Power states this as if questioning Zeus’s orders is an inconceivable notion. However, though Zeus is depicted to be a tyrant by the other characters, there is no doubt that Prometheus’s actions were indeed rebellious and threatening to Zeus’s rule. But, because Prometheus is a character that we come to pity because of his justifiable acts and the sympathy displayed upon him by his friends, the chorus and Hephaestus, Zeus’s punishment seems even more harsh and because of this, the audience sees him as an unfair ruler.

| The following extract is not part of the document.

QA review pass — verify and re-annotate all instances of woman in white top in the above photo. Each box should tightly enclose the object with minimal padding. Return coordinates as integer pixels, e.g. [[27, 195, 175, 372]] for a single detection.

Similarly, in Hesiod’s Theogony, Zeus is portrayed to be an unjust character. Prometheus feared that Zeus would destroy mankind, so in order to protect mankind from Zeus’s wrath, he devises a plan to deceive Zeus. After Zeus demanded that humans offer a sacrifice of their best meat to him, Prometheus wraps two bundles of ox meat: one with the best meat hidden inside the ox’s stomach, and the other with the bones wrapped in fat as if to appear to be the better of the two choices. Zeus recognized the deception and in order to punish Prometheus, he takes fire away from mankind.
Prometheus proceeds to steal fire from Mount Olympus, at which point Zeus decides to retaliate in the worst way he knows how: by giving mankind women. Zeus’s constant reprisals and acts of spite appear to be done in an effort to assert his dominance as a new ruler. To punish Prometheus, Zeus, “bound craftly Prometheus in inescapable fetters, grievous bonds, driving him through the middle of pillar. And he set a great winged eagle upon him, and it fed on his immortal liver” (Hesiod, lines 427- 429).
In Theogony, we see Zeus unleash his wrath on many other characters as well, such as Atlas, who is condemned by Zeus to hold up the sky, and mankind who is given the advent of women and are forced to give up their lives of leisure to care for their newfound families. Based on these unfair and cruel acts, Zeus is depicted to be a strict leader who operates through his own definition of justice that stems from his fear of being defied or questioned.
This commonality in the portrayal of Zeus’s character in both Theogony and Prometheus Bound, emphasizes the fact that Zeus is a figure that fears opposition. Zeus represents the figure in Greek mythology that feels his control could be threatened, much like his parents, and his actions towards those who disregard his rule and towards those who are more or less innocent bystanders show this. Prometheus, for example, represents a figure who is not afraid to challenge a leader’s rule, so long as he is doing it in the best interest of those that are less fortunate.
However, this raises concern for Zeus because Prometheus’s disregard to Zeus could possibly inspire others to act the same. Therefore, this emphasis makes Zeus a figure that is relevant to our world today because he represents dictators and leaders throughout history and in modern day time whose inept actions of ruling are reminiscent of Zeus’s egotistical and spiteful retaliations.